I-Ching Hexagram 28
大過 Preponderance of the Great
Also known as Critical Mass
A structure loaded beyond its capacity — strong in the middle, weak at the ends. The hexagram demands decisive action: either reinforce the weak points or accept a fundamental change.
critical mass · excess · overload
The Story
A bridge carried the trade of the province, but its ridgepole had begun to sag under loads it had never been built for. The engineer could see that ordinary repair would not hold; the whole spine needed rebuilding, and the road would have to close for a season. The merchants protested. The magistrate hesitated. The engineer shouldered the cost himself and rebuilt it in three months. A season of loss; forty more years of trade. Critical mass asks for critical action. A patched ridgepole collapses; only the one willing to stand alone rebuilds.
The Judgment
The ridgepole sags to the breaking point. It furthers one to have somewhere to go. Success.
The Image
The lake rises above the trees: the image of preponderance of the great. Thus the superior person, when they stand alone, is unconcerned, and if they have to renounce the world, they are undaunted.
Interpretation
A structure loaded beyond its capacity — strong in the middle, weak at the ends. The hexagram demands decisive action: either reinforce the weak points or accept a fundamental change.
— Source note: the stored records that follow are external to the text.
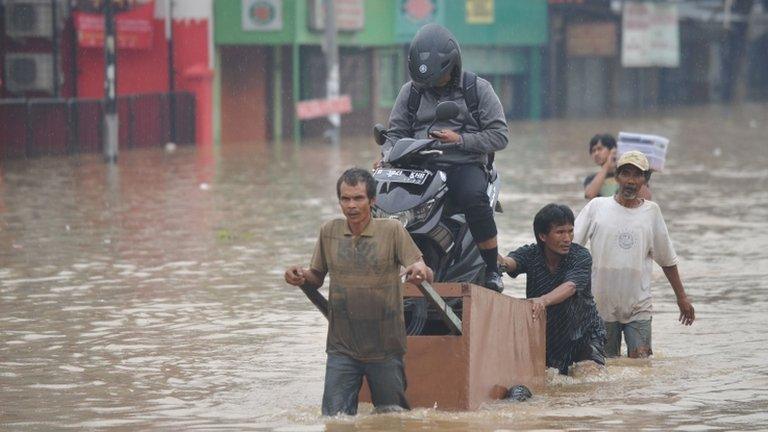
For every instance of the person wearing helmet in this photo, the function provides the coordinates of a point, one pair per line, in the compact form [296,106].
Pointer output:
[434,65]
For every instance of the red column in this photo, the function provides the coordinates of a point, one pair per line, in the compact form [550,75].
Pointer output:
[200,80]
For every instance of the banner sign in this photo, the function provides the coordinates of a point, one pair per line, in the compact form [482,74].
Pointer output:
[350,15]
[591,39]
[262,15]
[480,11]
[650,35]
[412,14]
[134,28]
[314,108]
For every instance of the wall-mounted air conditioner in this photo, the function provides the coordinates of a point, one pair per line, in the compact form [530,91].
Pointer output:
[29,18]
[29,72]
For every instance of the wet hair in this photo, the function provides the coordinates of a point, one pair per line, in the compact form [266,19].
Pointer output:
[355,175]
[647,174]
[607,140]
[551,215]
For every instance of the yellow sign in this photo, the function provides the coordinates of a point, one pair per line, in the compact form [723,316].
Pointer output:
[480,11]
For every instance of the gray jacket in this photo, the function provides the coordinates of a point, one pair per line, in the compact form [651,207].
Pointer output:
[476,143]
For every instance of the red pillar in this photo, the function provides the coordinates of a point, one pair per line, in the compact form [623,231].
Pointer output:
[200,80]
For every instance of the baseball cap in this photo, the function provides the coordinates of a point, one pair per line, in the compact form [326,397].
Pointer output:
[635,158]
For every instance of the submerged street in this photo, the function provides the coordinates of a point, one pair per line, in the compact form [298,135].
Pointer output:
[150,294]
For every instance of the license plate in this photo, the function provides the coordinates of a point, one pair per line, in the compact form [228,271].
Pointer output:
[401,175]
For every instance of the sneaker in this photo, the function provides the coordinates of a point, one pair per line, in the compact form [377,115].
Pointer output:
[494,281]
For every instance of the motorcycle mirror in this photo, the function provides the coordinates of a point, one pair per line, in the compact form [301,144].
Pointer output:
[446,110]
[379,133]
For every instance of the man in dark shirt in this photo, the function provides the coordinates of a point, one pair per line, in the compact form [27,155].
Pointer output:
[559,282]
[366,328]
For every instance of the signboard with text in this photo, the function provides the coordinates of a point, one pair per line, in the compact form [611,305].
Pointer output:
[591,39]
[650,35]
[262,15]
[315,108]
[134,28]
[412,14]
[480,11]
[350,15]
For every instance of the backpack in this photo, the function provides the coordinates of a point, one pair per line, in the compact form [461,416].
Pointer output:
[468,88]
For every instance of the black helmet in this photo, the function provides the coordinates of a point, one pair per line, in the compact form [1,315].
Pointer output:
[433,53]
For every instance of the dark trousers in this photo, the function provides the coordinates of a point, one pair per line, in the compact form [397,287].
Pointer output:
[344,377]
[467,189]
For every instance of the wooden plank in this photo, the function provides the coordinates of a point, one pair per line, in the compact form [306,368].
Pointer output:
[446,312]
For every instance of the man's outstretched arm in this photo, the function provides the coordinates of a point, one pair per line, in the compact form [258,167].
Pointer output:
[299,276]
[687,313]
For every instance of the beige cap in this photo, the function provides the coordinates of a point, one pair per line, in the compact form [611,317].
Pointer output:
[635,158]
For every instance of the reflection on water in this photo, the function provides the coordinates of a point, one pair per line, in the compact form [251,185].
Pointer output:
[149,295]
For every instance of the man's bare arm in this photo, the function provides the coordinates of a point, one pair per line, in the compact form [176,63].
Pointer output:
[687,313]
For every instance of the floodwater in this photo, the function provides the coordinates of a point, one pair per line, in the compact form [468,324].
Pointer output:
[149,296]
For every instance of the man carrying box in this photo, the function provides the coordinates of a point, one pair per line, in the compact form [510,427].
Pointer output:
[626,235]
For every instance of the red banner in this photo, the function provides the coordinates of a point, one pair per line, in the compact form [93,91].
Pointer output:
[315,108]
[134,28]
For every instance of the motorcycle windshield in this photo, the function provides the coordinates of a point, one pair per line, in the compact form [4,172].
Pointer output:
[393,197]
[405,147]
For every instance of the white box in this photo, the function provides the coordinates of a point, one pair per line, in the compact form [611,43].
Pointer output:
[653,146]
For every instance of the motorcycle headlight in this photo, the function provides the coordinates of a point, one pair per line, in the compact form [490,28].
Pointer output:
[410,216]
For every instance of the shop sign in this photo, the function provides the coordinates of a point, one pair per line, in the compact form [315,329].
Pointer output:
[479,11]
[134,28]
[262,15]
[350,15]
[650,35]
[315,108]
[591,40]
[412,14]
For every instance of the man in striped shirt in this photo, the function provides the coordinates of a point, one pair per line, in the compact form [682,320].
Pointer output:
[559,282]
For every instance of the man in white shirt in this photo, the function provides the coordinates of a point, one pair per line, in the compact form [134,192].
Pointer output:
[626,235]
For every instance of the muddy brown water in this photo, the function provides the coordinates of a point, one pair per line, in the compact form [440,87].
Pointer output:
[149,296]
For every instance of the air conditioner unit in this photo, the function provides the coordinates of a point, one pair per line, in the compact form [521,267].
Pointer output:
[29,18]
[29,72]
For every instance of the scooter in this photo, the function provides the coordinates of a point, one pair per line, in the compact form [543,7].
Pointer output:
[412,189]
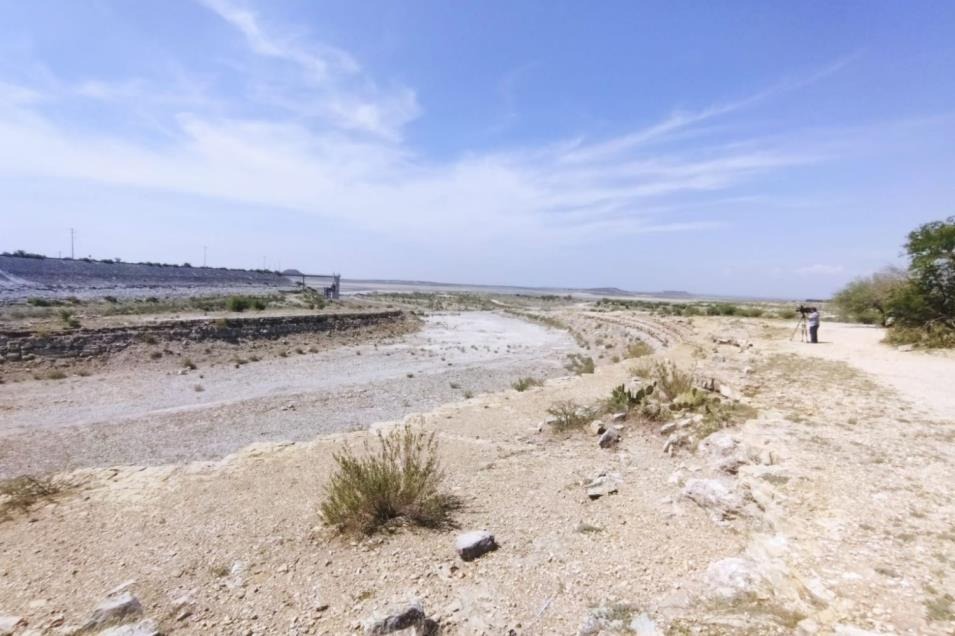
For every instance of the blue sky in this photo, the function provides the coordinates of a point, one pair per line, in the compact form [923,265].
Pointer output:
[772,149]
This is not a moment for ordinary measures, and the person of character may have to stand alone.
Trigrams
The Six Lines
- First (Bottom) To spread white rushes underneath. No blame. Extreme caution with a delicate, important task; soft padding beneath a heavy load.
- Second A dry poplar sprouts at the root. An older man takes a young wife. Everything furthers. Unexpected renewal where it was not expected.
- Third The ridgepole sags to the breaking point. Misfortune. Stubborn loading at the centre; the structure fails.
- Fourth The ridgepole is braced. Good fortune. If there are ulterior motives, it is humiliating. Proper reinforcement succeeds; but do not use the repair for private gain.
- Fifth A withered poplar puts forth flowers. An older woman takes a husband. No blame. No praise. Revival is partial and cosmetic; no harm done, but no renewal either.
- Sixth (Top) One must go through the water. It goes over one's head. Misfortune. No blame. Doing what is right at the cost of one's own loss; catastrophic, but not shameful.